Received-SPF: pass (google.com: best guess record for domain of linux-kernel-owner@vger.kernel.org designates 209.132.180.67 as permitted sender) client-ip=209.132.180.67;
Date:   Wed, 7 Feb 2018 18:11:12 -0800
From:   Matthew Wilcox <willy@infradead.org>
To:     linux-mm@kvack.org
Cc:     kernel-hardening@lists.openwall.com, linux-kernel@vger.kernel.org,
        "Kirill A. Shutemov" <kirill.shutemov@linux.intel.com>
Subject: [RFC] Warn the user when they could overflow mapcount
Message-ID: <20180208021112.GB14918@bombadil.infradead.org>
MIME-Version: 1.0
Content-Type: text/plain; charset=us-ascii
Content-Disposition: inline
User-Agent: Mutt/1.9.1 (2017-09-22)
Sender: linux-kernel-owner@vger.kernel.org
Precedence: bulk


Kirill and I were talking about trying to overflow page->_mapcount
the other day and realised that the default settings of pid_max and
max_map_count prevent it [1].  But there isn't even documentation to
warn a sysadmin that they've just opened themselves up to the possibility
that they've opened their system up to a sufficiently-determined attacker.
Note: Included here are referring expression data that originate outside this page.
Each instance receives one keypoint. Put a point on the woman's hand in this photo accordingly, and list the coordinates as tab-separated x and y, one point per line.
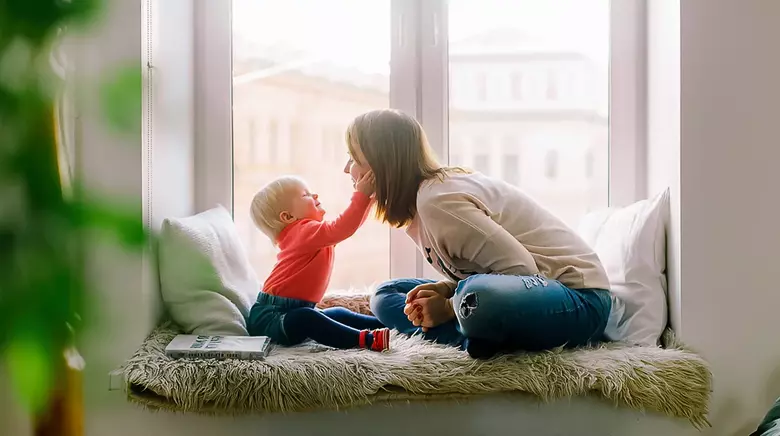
428	305
442	288
366	184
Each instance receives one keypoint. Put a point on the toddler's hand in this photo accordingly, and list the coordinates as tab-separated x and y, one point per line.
366	184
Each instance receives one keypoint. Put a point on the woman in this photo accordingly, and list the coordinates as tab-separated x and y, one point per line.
516	277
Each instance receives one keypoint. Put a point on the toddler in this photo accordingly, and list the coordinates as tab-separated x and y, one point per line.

I'm not sufficiently wise in the ways of the MM to understand exactly
what goes wrong if we do wrap mapcount.  Kirill says:

  rmap depends on mapcount to decide when the page is not longer mapped.
  If it sees page_mapcount() == 0 due to 32-bit wrap we are screwed;
  data corruption, etc.

That seems pretty bad.  So here's a patch which adds documentation to the
two sysctls that a sysadmin could use to shoot themselves in the foot,
and adds a warning if they change either of them to a dangerous value.
It's possible to get into a dangerous situation without triggering this
warning (already have the file mapped a lot of times, then lower pid_max,
then raise max_map_count, then map the file a lot more times), but it's
unlikely to happen.

Comments?

[1] map_count counts the number of times that a page is mapped to
userspace; max_map_count restricts the number of times a process can
map a page and pid_max restricts the number of processes that can exist.
So map_count can never be larger than pid_max * max_map_count.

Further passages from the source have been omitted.